In [1]:
# Goal: sample from poisson distribution 
In [2]:
# Cookie dough with chocolate chips example 
# Average number of chips in one fistful of dough is lambda (intensity of Poisson process) 
# Consider dividing fistful into n pieces, each of which has one or zero chips
# prob of having chip is lambda/n.  
# Get actual Poisson distribution by taking n very large.  
In [3]:
# Binomial distribution
# Binom(n,p): Take coin with prob p of being heads.
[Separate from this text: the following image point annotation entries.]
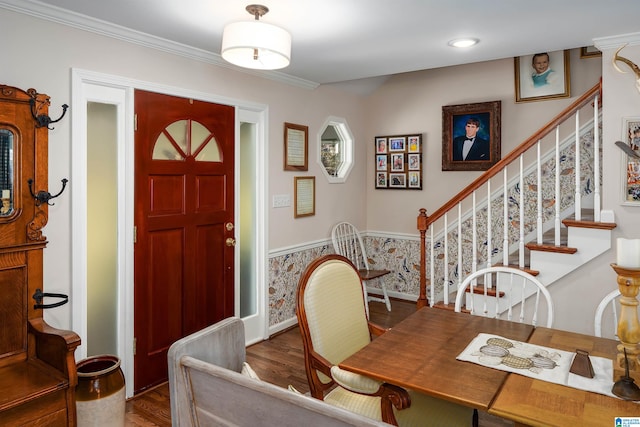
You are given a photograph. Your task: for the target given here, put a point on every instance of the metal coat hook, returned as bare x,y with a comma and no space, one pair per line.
39,296
42,120
44,196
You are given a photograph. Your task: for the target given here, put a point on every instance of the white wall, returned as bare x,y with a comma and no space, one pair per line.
41,55
412,102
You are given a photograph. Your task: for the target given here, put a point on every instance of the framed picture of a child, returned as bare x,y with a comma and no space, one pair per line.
631,161
398,162
541,76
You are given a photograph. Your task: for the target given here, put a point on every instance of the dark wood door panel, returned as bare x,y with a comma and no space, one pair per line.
184,198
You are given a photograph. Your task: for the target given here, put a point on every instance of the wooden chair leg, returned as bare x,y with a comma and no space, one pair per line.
387,301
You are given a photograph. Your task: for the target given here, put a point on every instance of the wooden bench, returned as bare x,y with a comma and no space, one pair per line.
37,365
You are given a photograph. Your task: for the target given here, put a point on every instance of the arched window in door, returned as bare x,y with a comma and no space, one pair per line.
186,138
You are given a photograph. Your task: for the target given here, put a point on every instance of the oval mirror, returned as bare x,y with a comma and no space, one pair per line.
335,149
6,171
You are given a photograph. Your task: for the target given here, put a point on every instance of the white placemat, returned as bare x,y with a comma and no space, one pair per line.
543,363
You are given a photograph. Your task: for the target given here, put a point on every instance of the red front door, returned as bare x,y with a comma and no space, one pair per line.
184,255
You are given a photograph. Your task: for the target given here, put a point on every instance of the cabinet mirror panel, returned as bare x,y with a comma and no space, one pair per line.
6,171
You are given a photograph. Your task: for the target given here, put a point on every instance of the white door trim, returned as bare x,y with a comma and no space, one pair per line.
89,86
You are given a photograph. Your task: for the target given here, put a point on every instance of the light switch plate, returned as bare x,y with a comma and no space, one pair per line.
281,200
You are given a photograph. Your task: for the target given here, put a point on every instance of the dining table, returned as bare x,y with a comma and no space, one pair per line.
420,353
532,402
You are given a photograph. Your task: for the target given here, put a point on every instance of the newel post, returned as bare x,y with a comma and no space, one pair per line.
422,227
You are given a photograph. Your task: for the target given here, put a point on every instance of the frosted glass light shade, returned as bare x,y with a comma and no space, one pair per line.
255,44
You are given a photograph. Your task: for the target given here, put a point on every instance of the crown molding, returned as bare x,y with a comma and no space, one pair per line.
614,42
82,22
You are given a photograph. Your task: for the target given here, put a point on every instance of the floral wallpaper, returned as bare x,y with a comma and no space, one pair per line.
530,210
402,256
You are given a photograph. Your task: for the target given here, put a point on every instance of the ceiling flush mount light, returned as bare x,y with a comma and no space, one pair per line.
463,42
256,44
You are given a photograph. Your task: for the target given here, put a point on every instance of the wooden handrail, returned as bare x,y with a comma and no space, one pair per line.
526,145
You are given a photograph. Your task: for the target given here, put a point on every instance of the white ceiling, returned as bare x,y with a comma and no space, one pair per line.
342,40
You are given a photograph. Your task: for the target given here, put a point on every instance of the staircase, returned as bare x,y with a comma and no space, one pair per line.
537,209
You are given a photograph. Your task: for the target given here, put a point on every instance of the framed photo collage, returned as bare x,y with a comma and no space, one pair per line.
398,162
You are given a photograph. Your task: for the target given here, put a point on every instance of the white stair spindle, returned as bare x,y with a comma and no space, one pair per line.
505,219
489,254
539,191
557,190
578,196
432,276
474,239
460,271
521,212
445,286
596,157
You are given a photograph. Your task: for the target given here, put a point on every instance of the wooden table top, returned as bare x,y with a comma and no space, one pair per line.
539,403
420,352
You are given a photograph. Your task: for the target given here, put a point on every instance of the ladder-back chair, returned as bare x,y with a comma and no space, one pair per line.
333,323
609,303
348,243
504,288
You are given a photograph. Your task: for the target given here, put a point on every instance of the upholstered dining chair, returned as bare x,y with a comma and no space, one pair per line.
609,304
348,243
333,323
502,289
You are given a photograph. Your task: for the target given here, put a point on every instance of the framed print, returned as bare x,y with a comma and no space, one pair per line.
401,166
414,180
413,161
471,136
589,52
397,162
397,180
304,195
397,144
296,147
631,161
541,76
381,145
414,144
Flip n times.  Count the number of heads.
# The coin flips are independent of one another.  
# In previous cell, total number of chips is given Binom(n,lambda/n)
# sum n copies of randint(0,1) is same as Binom(n,1/2)
In [5]:
# simulate binomial distribution
def binom(n,p):
    """Sample from Binom(n,p) distribution."""
    run_sum = 0 # running total of number of successes 
    for i in range(n):
        if random()<p: # this happens with probability p
            run_sum += 1
    return run_sum
        
In [12]:
binom(3,1/2)
Out[12]:
1
In [13]:
import matplotlib.pyplot as plt 
In [19]:
plt.hist([binom(3,1/3) for i in range(10000)], bins=range(0,5), align="left", rwidth=0.5)
Out[19]:
(array([2989., 4452., 2165.,  394.]),
 array([0, 1, 2, 3, 4]),
 <a list of 4 Patch objects>)
In [21]:
# if we keep p constant, make n large, Central Limit Theorem and Law of Large numbers
# are relevant 
plt.hist([binom(100,1/2) for i in range(10000)])
Out[21]:
(array([  18.,  138.,  786., 2119., 2308., 2768., 1437.,  366.,   56.,
           4.]),
 array([32. , 35.8, 39.6, 43.4, 47.2, 51. , 54.8, 58.6, 62.4, 66.2, 70. ]),
 <a list of 10 Patch objects>)
In [27]:
# Look at approximation to Poisson 
lam = 3.0 # intensity of the process
n=100 
p=lam/n 
plt.hist([binom(n,p) for i in range(10000)],bins=range(0,15), align="left", rwidth=0.5)
Out[27]:
(array([4.200e+02, 1.503e+03, 2.314e+03, 2.316e+03, 1.657e+03, 1.026e+03,
        4.750e+02, 1.890e+02, 6.700e+01, 2.600e+01, 6.000e+00, 1.000e+00,
        0.000e+00, 0.000e+00]),
 array([ 0,  1,  2,  3,  4,  5,  6,  7,  8,  9, 10, 11, 12, 13, 14]),
 <a list of 14 Patch objects>)
In [26]:
lam = 3.0 # intensity of the process
n=1000 
p=lam/n 
plt.hist([binom(n,p) for i in range(10000)],bins=range(0,15), align="left", rwidth=0.5)
Out[26]:
(array([5.390e+02, 1.506e+03, 2.205e+03, 2.258e+03, 1.653e+03, 9.880e+02,
        5.190e+02, 2.250e+02, 7.100e+01, 2.400e+01, 8.000e+00, 3.000e+00,
        0.000e+00, 1.000e+00]),
 array([ 0,  1,  2,  3,  4,  5,  6,  7,  8,  9, 10, 11, 12, 13, 14]),
 <a list of 14 Patch objects>)
In [28]:
# Observation: the above two distributions (n=100,n=1000) are very similar 
# suggest that as n->infinity, we get some limiting distribution
# Poisson distribution is this limit.  
# Poisson(lam) is limit of Binom(n,lam/n) as n-> infinity
In [ ]:
# Properties of Poisson(lambda), lambda>0 real number
# - Discrete distribution (not continuous)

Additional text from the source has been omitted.